A veces cuando estaban a solas, sentados uno frente al otro, Amanda hundía el rostro en su pecho y lloraba con consternación.

—Perdóname —le rogaba, ahogada en hipo—. Perdóname, Callum.

Pero el más frío de los silencios era siempre su respuesta.

No tenía recuerdos claros de esos días. Sabía que sus primas habían estado en su habitación, que le hablaban y le acariciaban el rostro.

Su recuerdo más nítido era el de su madre sentada en una butaca junto a su cama, pidiéndole que lo intentara, que no echara su vida por la borda. Como si Amanda tuviera la culpa del profundo letargo que la tenía atrapada entre sus garras.

Mary le juró que no conocía los componentes del antídoto. Que Jemina se lo había entregado ya preparado y que si lo supiera se lo diría tan solo por verla recuperada. Lo que no ayudó a que Amanda se sintiera mejor, sino aún más desesperanzada.

Cassandra se colaba en su cama para tenderse junto a ella, la pequeña cabeza apoyada en su pecho.
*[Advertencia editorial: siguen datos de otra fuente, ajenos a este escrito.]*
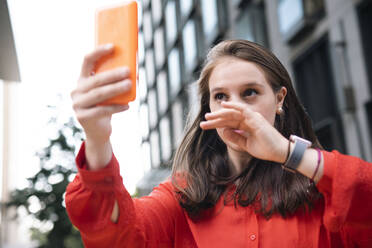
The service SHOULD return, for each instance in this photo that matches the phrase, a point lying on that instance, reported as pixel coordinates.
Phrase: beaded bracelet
(317, 165)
Su corazón era un rítmico recuerdo de la vida que había tenido, de las mañanas correteando por los jardines, de las tardes riendo en la biblioteca. Esos fragmentos de recuerdos de su feliz existencia tiraban de ella hacia la vigilia, pero cuando casi había escapado de las oscuras aguas de la desesperación, recordaba a Callum. Lo brillante y emocionante que se había convertido su mundo con su llegada; y, entonces, recordaba lo que había ocurrido y el dolor desgarrador de su pérdida volvía a lanzarla a la espiral enfermiza y pegajosa de la que no podía despertar.

Hablaban del infierno como si se tratara de otro lugar, pero no era así, el infierno estaba allí mismo, en la Tierra. Dentro de una, esperando el momento propicio para desatarse.

Una noche, abrió los ojos y vio a Cassandra de pie junto a su cama iluminada por la lámpara de gas. No la miraba, sino que examinaba el pequeño botecito de láudano que había abierto en la cómoda. La niña lo cogió y se lo acercó a la nariz para olerlo, arrugando el entrecejo al notar el hedor del alcohol mezclado con el opiáceo.

Había otras cuatro botellas vacías y tiradas en la superficie. Se recordó a sí misma, sirviéndose un poco cada vez que descendía al mismo infierno. Veinte gotas primero, cuarenta, cuando veinte dejaron de surtirle efecto. Pero el infierno cada vez se tornaba más intenso y Amanda había aumentado la frecuencia de sus ingestas, deseando escapar de él.